Ein Projekt, das mir besonders in Erinnerung geblieben ist, war die Gestaltung der Mitarbeiterbereiche für ein Boutique-Hotel in Wien. Hier lag die Herausforderung darin, den begrenzten Platz so zu gestalten, dass er sowohl funktional ist als auch einladend wirkt. Durch den Einsatz flexibler Möbel und einer durchdachten Farbgestaltung gelang es uns, Räume zu schaffen, die von den Mitarbeitern als echte Wohlfühlorte wahrgenommen wurden, von der Teeküche bis zum Meetingraum und dies konsistent mit der restlichen Gestaltung des Hotels.

Welche Rolle spielen Farben, Materialien und Beleuchtung in der Gestaltung von Mitarbeiterinnenbereichen?

Farben, Materialien und Beleuchtung spielen eine entscheidende Rolle bei der Gestaltung von Mitarbeiterinnenbereichen in der Hotellerie und Gastronomie, da sie direkt das Wohlbefinden, die Stimmung und die Produktivität beeinflussen. Die Wahl der Farben sollte sich harmonisch in das Gesamtkonzept des Hotels oder Restaurants einfügen. Die Farben beeinflussen die Atmosphäre und können die Stimmung der Mitarbeiterinnen positiv oder negativ beeinflussen. Ein konsistentes Farbschema sorgt für einen einheitlichen Eindruck und unterstützt eine angenehme Arbeitsumgebung. Die Beleuchtung sollte zwischen funktionalem Arbeitslicht und entspannendem Licht für Pausenbereiche unterschieden werden. In Arbeitsbereichen sorgt helles, neutrales Licht für bessere Konzentration und Effizienz, während in Pausenräumen warmes, dekoratives Licht eine entspannende Atmosphäre schafft.

Wie berücksichtigen Sie den kulturellen und sozialen Hintergrund der Mitarbeiterinnen bei der Gestaltung von Räumen in internationalen Hotels?

Wir versuchen bei der Gestaltung die Mitarbeiter im Zuge eines Workshops miteinzubeziehen. Einerseits funktional als auch atmosphärisch. Dies gilt für die Gestaltung des gesamten Hauses. Wie bereits erwähnt, soll sich ein „roter Faden“ durch den Betrieb ziehen. Bis dato haben kulturelle oder soziale Hintergründe keine Rolle gespielt bzw. wurden von den Mitarbeitern nicht explizit gefordert.
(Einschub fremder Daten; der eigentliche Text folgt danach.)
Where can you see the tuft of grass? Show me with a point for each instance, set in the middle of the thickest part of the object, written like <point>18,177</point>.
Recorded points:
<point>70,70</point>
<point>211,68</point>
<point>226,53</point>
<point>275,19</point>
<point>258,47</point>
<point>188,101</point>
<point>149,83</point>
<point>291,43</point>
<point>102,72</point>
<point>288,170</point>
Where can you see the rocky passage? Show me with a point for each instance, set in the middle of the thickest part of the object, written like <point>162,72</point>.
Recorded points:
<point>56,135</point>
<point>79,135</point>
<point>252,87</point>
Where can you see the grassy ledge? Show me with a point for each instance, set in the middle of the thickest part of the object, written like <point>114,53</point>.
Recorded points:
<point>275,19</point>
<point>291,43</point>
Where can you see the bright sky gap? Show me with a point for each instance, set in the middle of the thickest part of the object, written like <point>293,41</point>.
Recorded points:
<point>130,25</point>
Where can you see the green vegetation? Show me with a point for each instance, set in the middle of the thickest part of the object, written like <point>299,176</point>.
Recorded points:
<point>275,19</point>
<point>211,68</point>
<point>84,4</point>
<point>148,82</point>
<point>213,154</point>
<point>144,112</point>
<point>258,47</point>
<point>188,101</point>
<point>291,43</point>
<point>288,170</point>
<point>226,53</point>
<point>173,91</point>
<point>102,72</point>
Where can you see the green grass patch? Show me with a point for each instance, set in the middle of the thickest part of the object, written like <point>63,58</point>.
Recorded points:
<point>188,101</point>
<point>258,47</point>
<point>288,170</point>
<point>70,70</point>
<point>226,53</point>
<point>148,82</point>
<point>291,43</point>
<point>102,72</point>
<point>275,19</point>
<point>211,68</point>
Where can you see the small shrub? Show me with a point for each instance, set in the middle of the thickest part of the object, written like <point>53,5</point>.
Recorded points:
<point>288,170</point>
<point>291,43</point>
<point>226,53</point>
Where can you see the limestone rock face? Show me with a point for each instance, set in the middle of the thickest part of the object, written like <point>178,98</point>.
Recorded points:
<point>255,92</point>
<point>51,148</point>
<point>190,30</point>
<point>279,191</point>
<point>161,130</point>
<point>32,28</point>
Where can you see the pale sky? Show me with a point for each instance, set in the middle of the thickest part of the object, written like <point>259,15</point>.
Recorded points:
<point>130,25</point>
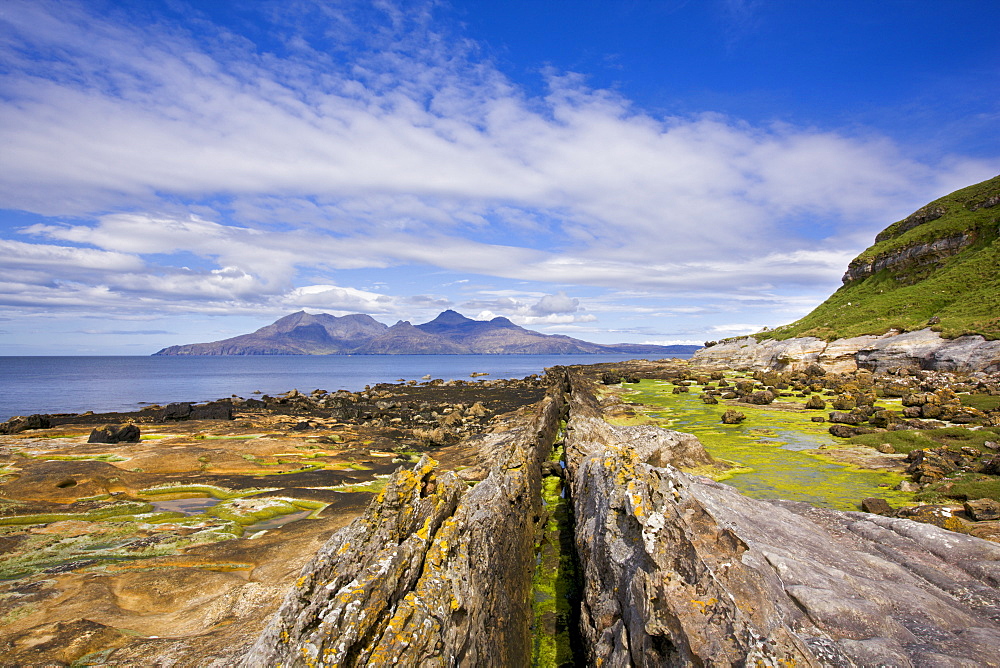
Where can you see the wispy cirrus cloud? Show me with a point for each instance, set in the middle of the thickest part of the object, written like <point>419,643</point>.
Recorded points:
<point>187,168</point>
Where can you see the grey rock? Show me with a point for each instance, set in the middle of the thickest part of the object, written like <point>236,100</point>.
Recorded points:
<point>20,423</point>
<point>681,570</point>
<point>122,433</point>
<point>922,349</point>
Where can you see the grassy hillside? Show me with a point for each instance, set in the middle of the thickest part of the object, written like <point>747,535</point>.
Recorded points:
<point>939,267</point>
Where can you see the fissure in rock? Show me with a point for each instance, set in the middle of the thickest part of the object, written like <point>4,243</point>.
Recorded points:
<point>556,586</point>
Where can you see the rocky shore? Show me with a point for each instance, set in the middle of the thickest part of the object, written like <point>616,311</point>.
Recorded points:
<point>447,517</point>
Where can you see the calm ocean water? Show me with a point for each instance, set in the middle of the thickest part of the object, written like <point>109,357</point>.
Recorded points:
<point>104,384</point>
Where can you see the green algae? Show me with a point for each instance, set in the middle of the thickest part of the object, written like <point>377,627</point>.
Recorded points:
<point>119,511</point>
<point>213,491</point>
<point>775,450</point>
<point>555,582</point>
<point>111,542</point>
<point>247,511</point>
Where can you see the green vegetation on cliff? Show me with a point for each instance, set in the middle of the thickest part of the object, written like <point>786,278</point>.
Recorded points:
<point>938,267</point>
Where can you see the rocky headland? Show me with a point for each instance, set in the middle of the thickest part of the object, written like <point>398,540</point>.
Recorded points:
<point>922,349</point>
<point>533,522</point>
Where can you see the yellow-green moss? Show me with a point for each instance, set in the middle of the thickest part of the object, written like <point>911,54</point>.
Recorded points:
<point>780,462</point>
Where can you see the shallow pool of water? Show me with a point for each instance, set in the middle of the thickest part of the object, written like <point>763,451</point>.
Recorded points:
<point>773,445</point>
<point>275,522</point>
<point>189,506</point>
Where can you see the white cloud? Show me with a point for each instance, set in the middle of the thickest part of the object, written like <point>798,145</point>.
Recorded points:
<point>278,172</point>
<point>555,304</point>
<point>734,329</point>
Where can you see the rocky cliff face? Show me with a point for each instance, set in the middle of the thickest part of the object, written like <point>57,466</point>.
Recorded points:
<point>935,268</point>
<point>923,349</point>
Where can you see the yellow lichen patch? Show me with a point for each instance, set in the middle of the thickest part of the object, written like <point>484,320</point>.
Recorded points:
<point>702,605</point>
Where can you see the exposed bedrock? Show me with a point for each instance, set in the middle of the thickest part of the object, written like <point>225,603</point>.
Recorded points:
<point>434,573</point>
<point>680,570</point>
<point>922,349</point>
<point>676,570</point>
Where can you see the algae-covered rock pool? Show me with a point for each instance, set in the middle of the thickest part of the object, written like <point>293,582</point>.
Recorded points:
<point>774,449</point>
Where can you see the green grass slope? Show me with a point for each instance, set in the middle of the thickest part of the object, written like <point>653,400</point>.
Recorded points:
<point>939,267</point>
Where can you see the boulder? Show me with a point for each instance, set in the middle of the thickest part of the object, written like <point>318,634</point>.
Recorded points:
<point>732,416</point>
<point>876,506</point>
<point>122,433</point>
<point>175,412</point>
<point>20,423</point>
<point>839,417</point>
<point>216,410</point>
<point>991,466</point>
<point>815,402</point>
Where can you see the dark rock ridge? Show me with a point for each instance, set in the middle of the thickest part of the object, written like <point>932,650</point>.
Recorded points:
<point>434,573</point>
<point>450,333</point>
<point>677,570</point>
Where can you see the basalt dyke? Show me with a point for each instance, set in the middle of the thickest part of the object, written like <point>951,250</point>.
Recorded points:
<point>540,528</point>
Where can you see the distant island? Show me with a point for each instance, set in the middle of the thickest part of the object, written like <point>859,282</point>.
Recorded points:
<point>450,333</point>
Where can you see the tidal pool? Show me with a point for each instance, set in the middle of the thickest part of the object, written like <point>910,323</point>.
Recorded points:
<point>771,447</point>
<point>193,505</point>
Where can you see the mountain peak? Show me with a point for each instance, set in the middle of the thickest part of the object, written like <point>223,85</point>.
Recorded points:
<point>450,317</point>
<point>450,333</point>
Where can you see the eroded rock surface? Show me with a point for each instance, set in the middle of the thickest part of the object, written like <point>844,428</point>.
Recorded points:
<point>434,573</point>
<point>922,349</point>
<point>680,570</point>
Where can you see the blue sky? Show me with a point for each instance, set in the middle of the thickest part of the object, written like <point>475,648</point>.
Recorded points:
<point>635,171</point>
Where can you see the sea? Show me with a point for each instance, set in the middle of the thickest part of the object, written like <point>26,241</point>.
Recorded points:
<point>31,385</point>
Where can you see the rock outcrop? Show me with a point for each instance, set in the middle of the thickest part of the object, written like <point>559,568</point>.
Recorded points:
<point>675,569</point>
<point>922,349</point>
<point>434,573</point>
<point>680,570</point>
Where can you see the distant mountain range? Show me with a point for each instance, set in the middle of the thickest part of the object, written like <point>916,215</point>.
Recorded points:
<point>450,333</point>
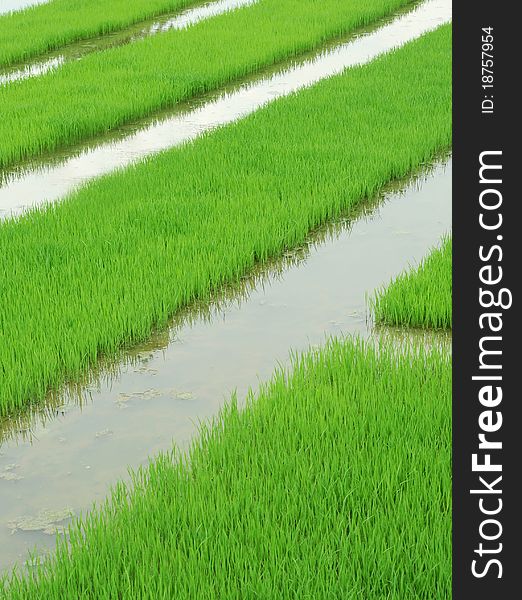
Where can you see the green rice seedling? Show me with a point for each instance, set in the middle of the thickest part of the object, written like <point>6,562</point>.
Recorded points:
<point>84,277</point>
<point>420,297</point>
<point>107,89</point>
<point>54,24</point>
<point>334,482</point>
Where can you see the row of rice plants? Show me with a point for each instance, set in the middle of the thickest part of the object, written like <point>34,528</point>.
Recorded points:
<point>335,482</point>
<point>420,297</point>
<point>102,268</point>
<point>109,88</point>
<point>52,25</point>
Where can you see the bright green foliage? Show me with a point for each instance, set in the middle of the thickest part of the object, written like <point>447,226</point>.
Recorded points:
<point>106,89</point>
<point>45,27</point>
<point>121,255</point>
<point>335,482</point>
<point>419,298</point>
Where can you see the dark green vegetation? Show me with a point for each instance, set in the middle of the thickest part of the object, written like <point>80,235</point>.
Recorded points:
<point>109,263</point>
<point>59,22</point>
<point>106,89</point>
<point>335,482</point>
<point>421,297</point>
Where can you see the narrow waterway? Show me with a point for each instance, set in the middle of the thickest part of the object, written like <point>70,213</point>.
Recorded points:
<point>77,50</point>
<point>10,5</point>
<point>57,462</point>
<point>23,188</point>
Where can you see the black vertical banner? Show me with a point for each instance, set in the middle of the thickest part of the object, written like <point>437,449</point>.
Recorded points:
<point>487,266</point>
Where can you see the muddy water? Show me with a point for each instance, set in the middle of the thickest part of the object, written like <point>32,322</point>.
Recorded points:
<point>25,188</point>
<point>76,50</point>
<point>57,463</point>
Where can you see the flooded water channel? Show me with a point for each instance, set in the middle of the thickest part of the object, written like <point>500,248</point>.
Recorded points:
<point>23,188</point>
<point>146,28</point>
<point>9,5</point>
<point>56,463</point>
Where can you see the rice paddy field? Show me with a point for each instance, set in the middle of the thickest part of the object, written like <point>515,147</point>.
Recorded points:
<point>420,297</point>
<point>330,479</point>
<point>107,89</point>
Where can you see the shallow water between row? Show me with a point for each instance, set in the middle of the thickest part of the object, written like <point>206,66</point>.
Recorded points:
<point>9,5</point>
<point>76,50</point>
<point>56,462</point>
<point>34,185</point>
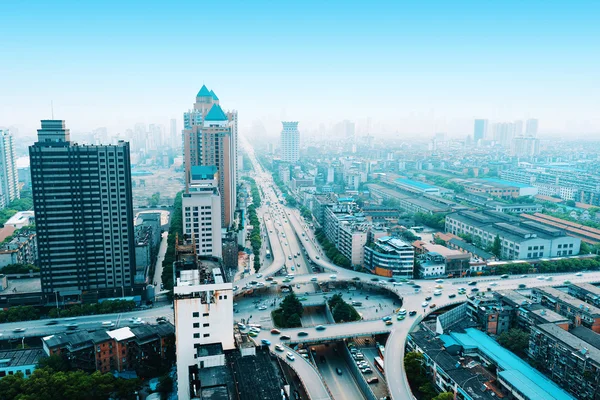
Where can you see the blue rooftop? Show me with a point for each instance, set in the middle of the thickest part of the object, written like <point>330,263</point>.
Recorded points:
<point>417,184</point>
<point>514,370</point>
<point>507,183</point>
<point>204,92</point>
<point>215,114</point>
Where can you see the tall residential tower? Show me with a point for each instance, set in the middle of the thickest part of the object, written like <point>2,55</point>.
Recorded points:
<point>210,139</point>
<point>84,216</point>
<point>290,142</point>
<point>9,179</point>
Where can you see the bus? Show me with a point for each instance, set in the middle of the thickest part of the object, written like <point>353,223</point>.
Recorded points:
<point>381,351</point>
<point>379,364</point>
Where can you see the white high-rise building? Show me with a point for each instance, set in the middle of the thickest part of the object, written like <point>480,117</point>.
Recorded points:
<point>201,208</point>
<point>290,142</point>
<point>531,127</point>
<point>203,324</point>
<point>9,179</point>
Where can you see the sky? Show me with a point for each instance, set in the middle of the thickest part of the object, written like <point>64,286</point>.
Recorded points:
<point>413,67</point>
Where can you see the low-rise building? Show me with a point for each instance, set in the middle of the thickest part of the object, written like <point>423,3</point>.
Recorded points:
<point>24,361</point>
<point>518,239</point>
<point>390,256</point>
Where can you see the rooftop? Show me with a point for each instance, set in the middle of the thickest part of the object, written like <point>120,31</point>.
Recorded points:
<point>19,358</point>
<point>517,372</point>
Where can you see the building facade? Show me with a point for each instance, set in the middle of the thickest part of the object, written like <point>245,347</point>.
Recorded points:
<point>84,215</point>
<point>9,178</point>
<point>210,139</point>
<point>290,142</point>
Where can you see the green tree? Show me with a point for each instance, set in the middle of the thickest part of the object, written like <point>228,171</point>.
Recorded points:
<point>497,247</point>
<point>515,340</point>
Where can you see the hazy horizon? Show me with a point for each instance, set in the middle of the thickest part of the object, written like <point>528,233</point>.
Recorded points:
<point>410,69</point>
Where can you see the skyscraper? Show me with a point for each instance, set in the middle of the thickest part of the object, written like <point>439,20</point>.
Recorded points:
<point>290,142</point>
<point>479,130</point>
<point>9,179</point>
<point>531,127</point>
<point>210,138</point>
<point>84,216</point>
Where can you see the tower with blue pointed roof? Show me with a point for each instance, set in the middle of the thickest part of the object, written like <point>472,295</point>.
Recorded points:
<point>210,139</point>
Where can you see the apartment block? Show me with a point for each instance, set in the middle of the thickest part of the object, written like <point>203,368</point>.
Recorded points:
<point>203,306</point>
<point>519,239</point>
<point>84,215</point>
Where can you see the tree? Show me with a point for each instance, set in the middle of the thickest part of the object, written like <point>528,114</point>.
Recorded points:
<point>515,340</point>
<point>497,247</point>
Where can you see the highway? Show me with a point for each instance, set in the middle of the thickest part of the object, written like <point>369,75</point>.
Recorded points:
<point>281,219</point>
Über »Meindl Cavar Concepts«:

»Meindl Cavar Concepts« ist ein prämiertes Ingenieurbüro für Innenarchitektur, welches unter der Leitung von Gründerin Yvonne Meindl-Cavar Projekte in den Bereichen Hotellerie, Gastronomie & Arbeitswelten realisiert. Das Leistungsspektrum umfasst Gestaltungskonzepte, Grundriss- und Detailplanung, Möbelauswahl sowie die künstlerische Oberleitung.